The reaction temperature for adding AO to bisphenols is preferably from 0°C to 250°C, more preferably from 20°C to 180°C, particularly preferably from 80°C to 150°C, most preferably from 85°C to 120°C. The pressure in the reaction system is preferably from -0.5 to 6 kgf/cm ² G, more preferably from 0.2 to 5 kgf/cm ² G. After a predetermined amount of AO is charged, the pressure in the reaction system can be exemplified at the above temperature. A method of aging until equilibrium is reached.
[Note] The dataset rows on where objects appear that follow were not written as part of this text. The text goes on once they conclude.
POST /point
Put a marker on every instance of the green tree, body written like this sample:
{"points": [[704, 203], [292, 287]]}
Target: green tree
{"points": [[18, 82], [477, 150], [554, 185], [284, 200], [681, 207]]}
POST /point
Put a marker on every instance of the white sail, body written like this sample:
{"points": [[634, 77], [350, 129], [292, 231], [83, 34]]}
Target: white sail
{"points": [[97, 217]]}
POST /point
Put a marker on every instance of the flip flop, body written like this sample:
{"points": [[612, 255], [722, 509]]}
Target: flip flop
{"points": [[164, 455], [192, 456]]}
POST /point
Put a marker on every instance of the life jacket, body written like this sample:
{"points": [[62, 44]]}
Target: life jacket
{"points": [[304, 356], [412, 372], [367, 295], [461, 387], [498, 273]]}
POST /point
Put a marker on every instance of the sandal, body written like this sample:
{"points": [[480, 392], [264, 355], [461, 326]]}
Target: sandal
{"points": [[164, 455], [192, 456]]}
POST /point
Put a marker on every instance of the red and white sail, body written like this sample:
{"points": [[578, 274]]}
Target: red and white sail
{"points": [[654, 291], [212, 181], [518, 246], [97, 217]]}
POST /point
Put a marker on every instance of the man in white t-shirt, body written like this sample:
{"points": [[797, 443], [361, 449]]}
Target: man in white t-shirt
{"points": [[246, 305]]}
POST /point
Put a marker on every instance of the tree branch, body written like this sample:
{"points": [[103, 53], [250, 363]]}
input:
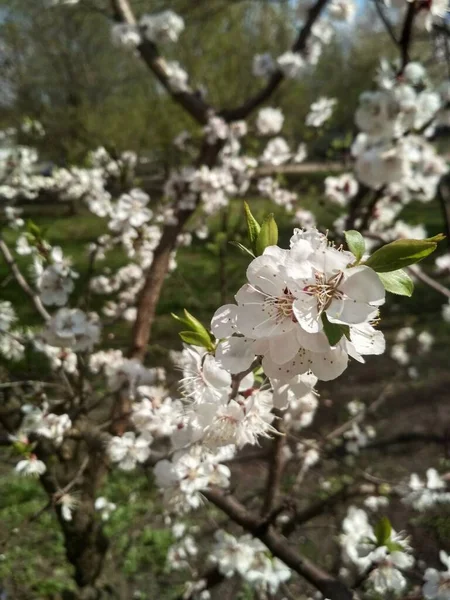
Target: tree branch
{"points": [[243, 111], [192, 102], [279, 546], [22, 281], [406, 36], [275, 473]]}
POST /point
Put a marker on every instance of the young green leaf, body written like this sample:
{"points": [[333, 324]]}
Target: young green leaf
{"points": [[399, 254], [397, 282], [268, 235], [383, 530], [334, 331], [252, 226], [197, 339], [194, 323], [180, 319], [242, 248], [355, 243]]}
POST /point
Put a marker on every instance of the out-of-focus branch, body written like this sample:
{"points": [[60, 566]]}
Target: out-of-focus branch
{"points": [[360, 416], [406, 36], [276, 463], [192, 102], [320, 507], [243, 111], [279, 546], [150, 293], [443, 196], [427, 280], [22, 281], [388, 25]]}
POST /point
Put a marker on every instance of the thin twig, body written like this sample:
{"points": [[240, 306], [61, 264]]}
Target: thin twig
{"points": [[279, 546], [22, 281]]}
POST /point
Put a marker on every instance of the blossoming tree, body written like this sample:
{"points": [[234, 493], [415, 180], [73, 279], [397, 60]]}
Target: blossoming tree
{"points": [[249, 377]]}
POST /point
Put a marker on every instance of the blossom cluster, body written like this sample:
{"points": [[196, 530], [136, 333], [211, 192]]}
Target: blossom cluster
{"points": [[291, 297]]}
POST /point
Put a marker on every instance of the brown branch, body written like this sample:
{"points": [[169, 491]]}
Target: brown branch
{"points": [[443, 196], [192, 102], [156, 273], [427, 280], [406, 36], [388, 25], [22, 281], [319, 508], [275, 473], [279, 546], [243, 111], [361, 415]]}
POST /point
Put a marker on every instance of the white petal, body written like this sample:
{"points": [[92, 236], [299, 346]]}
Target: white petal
{"points": [[214, 375], [283, 348], [363, 285], [285, 372], [235, 354], [348, 311], [305, 311], [367, 340], [223, 321], [262, 320], [264, 273]]}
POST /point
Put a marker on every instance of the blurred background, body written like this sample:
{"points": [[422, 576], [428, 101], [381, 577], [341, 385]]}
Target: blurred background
{"points": [[62, 71]]}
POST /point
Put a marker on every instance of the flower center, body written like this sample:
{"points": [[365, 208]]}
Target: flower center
{"points": [[283, 305], [325, 290]]}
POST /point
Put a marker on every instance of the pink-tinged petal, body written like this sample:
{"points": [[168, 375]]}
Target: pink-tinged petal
{"points": [[247, 294], [316, 342], [297, 265], [329, 260], [329, 365], [363, 285], [277, 254], [235, 354], [264, 273], [283, 348], [348, 311], [223, 321], [306, 313], [215, 376], [297, 365], [367, 340], [257, 321]]}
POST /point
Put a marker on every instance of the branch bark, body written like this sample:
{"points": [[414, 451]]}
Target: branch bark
{"points": [[22, 281], [243, 111], [192, 102], [406, 36], [149, 296], [279, 546], [275, 473]]}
The reaction may be performed in the presence of one or more solvents as necessary. When a solvent is used, the solvent is removed by vacuum stripping or the like after the reaction. The solvent may, for example, be water, alcohols (methanol, ethanol, etc.), ketones (acetone, etc.), ethers (THF, etc.), or aromatic hydrocarbons (xylene, etc.).

The content of unreacted bisphenols in (A) is preferably at most 15 ppm, more preferably at most 5 ppm, particularly preferably at most 1 ppm, most preferably at most the detection limit (0.1 ppm). If it is 15 ppm or less, it is easy to obtain the toner binder of the present invention in which the content of unreacted bisphenols in the polyester resin is 15 ppm or less, and the long-term runability when forming toner is improved.

In the present invention, the content of unreacted bisphenols is measured by the following method.

[measurement method of content of bisphenols]

Accurately weigh 3g of the sample, dissolve it in 30ml of chloroform, add 0.5mol/L KOH 30ml and mix. After separating into two layers, the aqueous layer was extracted, and hydrochloric acid was added to bring the pH to 3 or less. Furthermore, 30 ml of chloroform was added and mixed, separated into two layers, the chloroform layer was extracted, a small amount of anhydrous sodium sulfate was added therein and mixed, and anhydrous sodium sulfate was separated by decantation. The chloroform layer was placed under reduced pressure, the chloroform was stripped, and 3 ml of acetonitrile was added to dissolve the stripped residue. The solution was measured by liquid chromatography (LC analysis). A calibration curve of the concentration-area of bisphenols was prepared in advance, and the concentration of bisphenols was obtained using the calibration curve after measuring the area in LC.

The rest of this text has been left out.